Over sixty families took part in the Family Faces project. They were all part of Haringey's Parental Involvement Programme, based in seven different schools.

Family Faces took place over a six-month period. The aim was for family members to work together to create a sculpture representing their families. Children worked alongside parents, carers, grandparents and siblings.

The families participated in a series of workshops:

  • First they visited the Gallery, exploring and sketching family portraits. They focused on The Shudi Family Group by Marcus Tuscher and The Sharp Family by Johan Zoffany.
  • Back at school they designed their sculptures.
  • The next few sessions were spent making sculptures. They chose either to work in air-drying clay, or clay that would need to be fired in a kiln.
  • After the sculptures had either dried or been fired. Those that worked with air-drying clay used poster paints.
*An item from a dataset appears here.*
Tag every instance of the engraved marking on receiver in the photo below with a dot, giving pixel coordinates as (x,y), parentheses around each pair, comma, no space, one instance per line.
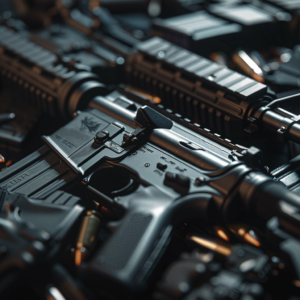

Families who worked with fired clay used special glazes. After glazing, the sculptures were fired again making them shine.
  • Finally the families wrote their own label to accompany their sculpture.

The families involved in this project were all part of Haringey's Parental Involvement Programme based at the following schools: Chestnuts Primary School; Crowland Primary School; Highgate Primary School; Kurdish and Somali Community Supplementary School; North Harringay Primary School; South Harringay Infants School and Stamford Hill Primary School.

The exhibition

Family Faces displayed 90 sculptures that had been made by the participating families. They offered a varied and personal insight into the lives of the families that took part and were accompanied by the participants' interpretations.

Alongside the sculptures was a selection of portraits from the Gallery's collections that inspired the families during the project. These included The Shudi Family Group by Marcus Tuscher and The Fine Children of Charles I after Sir Anthony Van Dyck.

Visitors to the exhibition were invited to participate in a number of activities including making fuzzy-felt faces and jigsaws, dressing-up clothes and a reading area.